In Palestina abbiamo superato i 30.000 morti, di cui 10.000 bambini, migliaia di feriti, ospedali, scuole e case distrutte, oltre un milione di deportati in fuga, blocco di aiuti umanitari, carestia per fame e sete, malati non curati, centinaia di operatori sanitari e dell’informazione uccisi. Un genocidio per cui dovranno essere processati nei tribunali secondo il diritto internazionale non solo vertici istituzionali, politici e militari dello Stato d’Israele, ma anche tutti coloro che soprattutto in Occidente hanno sostenuto economicamente e militarmente Israele.

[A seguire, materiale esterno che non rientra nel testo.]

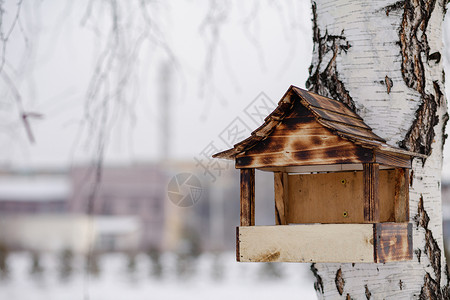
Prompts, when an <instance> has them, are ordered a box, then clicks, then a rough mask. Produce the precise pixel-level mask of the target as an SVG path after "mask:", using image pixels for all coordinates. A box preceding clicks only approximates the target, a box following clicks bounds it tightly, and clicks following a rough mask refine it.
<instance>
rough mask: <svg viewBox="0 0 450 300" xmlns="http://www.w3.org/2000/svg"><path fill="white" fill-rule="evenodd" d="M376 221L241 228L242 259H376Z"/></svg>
mask: <svg viewBox="0 0 450 300" xmlns="http://www.w3.org/2000/svg"><path fill="white" fill-rule="evenodd" d="M373 233H374V230H373V224H307V225H306V224H305V225H304V224H302V225H276V226H249V227H239V228H238V234H237V235H238V240H237V246H238V249H237V251H236V253H237V254H238V256H239V258H238V261H241V262H341V263H344V262H347V263H356V262H367V263H373V262H374V246H373Z"/></svg>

Trattandosi di delitto perseguibile d’ufficio anche la magistratura italiana dovrebbe indagare per concorso in genocidio esponenti di governo e responsabili delle aziende che hanno fornito armi, tecnologia militare e sostegno economico a chi sta materialmente consumando il crimine di guerra. Così come benissimo fanno studentesse e studenti a pretendere la fine delle cooperazioni delle università italiane con le aziende che trafficano con Israele.

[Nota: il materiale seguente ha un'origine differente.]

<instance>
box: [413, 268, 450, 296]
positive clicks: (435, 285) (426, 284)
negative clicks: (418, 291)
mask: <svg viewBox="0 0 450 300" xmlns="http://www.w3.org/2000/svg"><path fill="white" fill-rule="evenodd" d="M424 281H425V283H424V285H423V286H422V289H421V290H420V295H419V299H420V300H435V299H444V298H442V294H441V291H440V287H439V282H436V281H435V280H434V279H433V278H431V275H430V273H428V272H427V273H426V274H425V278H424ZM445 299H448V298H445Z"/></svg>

Deve terminare l’occupazione criminale della Palestina e il popolo palestinese deve poter ritornare nelle sue terre originarie come nelle cartine di un secolo fa e decidere loro la forma di stato e di governo che vogliono darsi. Sono i popoli che si autodeterminano. Il primo giorno di pace sarà l’ultimo giorno di occupazione.

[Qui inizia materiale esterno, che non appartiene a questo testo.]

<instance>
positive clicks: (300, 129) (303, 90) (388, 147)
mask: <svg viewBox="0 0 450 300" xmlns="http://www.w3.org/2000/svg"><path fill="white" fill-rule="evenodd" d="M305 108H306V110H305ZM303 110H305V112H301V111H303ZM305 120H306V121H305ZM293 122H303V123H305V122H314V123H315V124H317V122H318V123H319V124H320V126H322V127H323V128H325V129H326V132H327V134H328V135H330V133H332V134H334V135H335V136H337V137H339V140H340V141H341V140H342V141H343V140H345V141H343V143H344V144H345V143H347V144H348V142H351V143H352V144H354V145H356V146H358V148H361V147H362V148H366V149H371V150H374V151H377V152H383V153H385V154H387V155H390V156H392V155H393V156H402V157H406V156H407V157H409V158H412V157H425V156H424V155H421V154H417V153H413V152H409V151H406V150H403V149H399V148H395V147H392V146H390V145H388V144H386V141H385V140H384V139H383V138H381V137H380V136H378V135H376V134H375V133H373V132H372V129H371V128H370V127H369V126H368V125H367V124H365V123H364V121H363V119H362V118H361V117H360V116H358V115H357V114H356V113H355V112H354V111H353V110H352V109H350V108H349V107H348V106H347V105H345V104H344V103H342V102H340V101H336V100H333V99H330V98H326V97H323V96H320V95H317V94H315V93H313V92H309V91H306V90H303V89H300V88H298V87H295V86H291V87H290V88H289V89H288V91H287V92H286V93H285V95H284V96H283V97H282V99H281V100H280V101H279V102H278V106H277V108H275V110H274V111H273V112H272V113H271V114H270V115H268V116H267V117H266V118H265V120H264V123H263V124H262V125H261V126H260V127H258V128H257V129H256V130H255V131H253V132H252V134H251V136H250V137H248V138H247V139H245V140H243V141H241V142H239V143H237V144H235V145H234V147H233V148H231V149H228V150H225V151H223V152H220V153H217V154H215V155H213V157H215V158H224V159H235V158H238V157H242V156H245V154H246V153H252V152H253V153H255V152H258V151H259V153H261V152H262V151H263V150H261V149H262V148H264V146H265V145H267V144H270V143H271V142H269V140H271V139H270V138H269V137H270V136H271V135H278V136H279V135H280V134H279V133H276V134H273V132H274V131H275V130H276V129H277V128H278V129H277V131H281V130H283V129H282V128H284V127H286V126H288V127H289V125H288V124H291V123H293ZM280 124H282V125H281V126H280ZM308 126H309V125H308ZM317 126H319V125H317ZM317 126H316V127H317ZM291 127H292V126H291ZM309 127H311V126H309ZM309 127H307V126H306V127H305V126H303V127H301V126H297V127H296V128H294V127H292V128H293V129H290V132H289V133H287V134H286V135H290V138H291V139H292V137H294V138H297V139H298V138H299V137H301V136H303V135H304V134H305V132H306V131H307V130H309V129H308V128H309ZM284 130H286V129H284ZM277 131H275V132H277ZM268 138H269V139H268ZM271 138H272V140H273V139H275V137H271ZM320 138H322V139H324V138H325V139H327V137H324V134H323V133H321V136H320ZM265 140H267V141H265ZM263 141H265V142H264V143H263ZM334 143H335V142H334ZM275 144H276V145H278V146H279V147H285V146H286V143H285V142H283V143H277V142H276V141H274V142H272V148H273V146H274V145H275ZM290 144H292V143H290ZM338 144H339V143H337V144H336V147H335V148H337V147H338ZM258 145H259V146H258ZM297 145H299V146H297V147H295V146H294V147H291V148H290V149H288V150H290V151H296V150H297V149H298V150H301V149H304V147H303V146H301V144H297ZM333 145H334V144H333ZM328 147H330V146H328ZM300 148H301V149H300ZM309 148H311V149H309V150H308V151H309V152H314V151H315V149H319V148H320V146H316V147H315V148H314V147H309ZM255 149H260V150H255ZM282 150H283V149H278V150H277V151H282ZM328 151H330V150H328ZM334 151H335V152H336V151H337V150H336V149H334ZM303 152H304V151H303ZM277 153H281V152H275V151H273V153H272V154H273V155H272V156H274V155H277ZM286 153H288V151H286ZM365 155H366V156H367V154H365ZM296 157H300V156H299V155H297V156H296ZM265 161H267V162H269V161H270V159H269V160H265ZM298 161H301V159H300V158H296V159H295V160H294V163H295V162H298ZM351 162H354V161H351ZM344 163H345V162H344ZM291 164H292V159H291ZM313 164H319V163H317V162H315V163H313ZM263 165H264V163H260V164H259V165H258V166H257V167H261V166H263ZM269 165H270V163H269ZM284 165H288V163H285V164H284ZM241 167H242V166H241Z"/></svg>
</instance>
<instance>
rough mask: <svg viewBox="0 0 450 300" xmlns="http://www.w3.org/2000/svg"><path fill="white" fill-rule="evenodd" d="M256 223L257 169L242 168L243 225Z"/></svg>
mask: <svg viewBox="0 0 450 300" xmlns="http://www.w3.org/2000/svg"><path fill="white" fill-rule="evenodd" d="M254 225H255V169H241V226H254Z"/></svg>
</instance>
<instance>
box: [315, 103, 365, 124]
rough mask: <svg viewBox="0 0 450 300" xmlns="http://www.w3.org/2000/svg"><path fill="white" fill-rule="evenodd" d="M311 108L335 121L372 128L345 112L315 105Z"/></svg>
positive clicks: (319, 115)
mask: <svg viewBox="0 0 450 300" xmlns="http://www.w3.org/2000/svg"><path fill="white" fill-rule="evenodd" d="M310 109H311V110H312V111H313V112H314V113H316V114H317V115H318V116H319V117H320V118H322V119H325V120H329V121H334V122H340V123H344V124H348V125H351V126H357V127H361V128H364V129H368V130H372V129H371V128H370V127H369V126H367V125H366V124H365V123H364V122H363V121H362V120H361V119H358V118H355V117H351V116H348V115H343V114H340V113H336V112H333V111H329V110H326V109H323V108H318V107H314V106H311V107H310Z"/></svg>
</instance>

L’Italia ha poi già violato la Costituzione anche nella guerra in Ucraina, inviando armi ed entrando di fatto in guerra: l’articolo 11 ripudia la guerra come mezzo di risoluzione delle controversie internazionali. L’Europa ha speso oltre 500 miliardi per armare l’Ucraina, Putin non si è indebolito con le sanzioni, le vittime sono oltre 500.000, l’Europa è più debole e subalterna militarmente ed economicamente agli Stati Uniti. Bisogna avere il coraggio di parlare di pace e proporre una soluzione negoziata del conflitto e mobilitarsi prima che scoppi l’innesco senza ritorno tra Nato e Russia. I bugiardi governanti che ci dicono sempre che non ci sono soldi poi per le armi li trovano sempre. I popoli soffrono e perdono con le guerre, i potenti si arricchiscono e consolidano il loro potere.
Impugniamo la pace e facciamo sentire la forza della pace contro l’orrore della guerra. Uniamo i popoli per salvare il pianeta, la natura, l’ecosistema, per la ricerca, contro le malattie, per il progresso, per la vita, siamo tutte sorelle e tutti fratelli abitanti pro tempore della terra, abbattiamo pacificamente con le armi della cultura e del diritto un sistema fondato sulla violenza della guerra, del razzismo, del profitto, dei forti contro i deboli, delle mafie. È il momento di unire gli oppressi contro gli oppressori, ad iniziare dalla Palestina che è la madre di tutte le battaglie degli oppressi contro gli oppressori.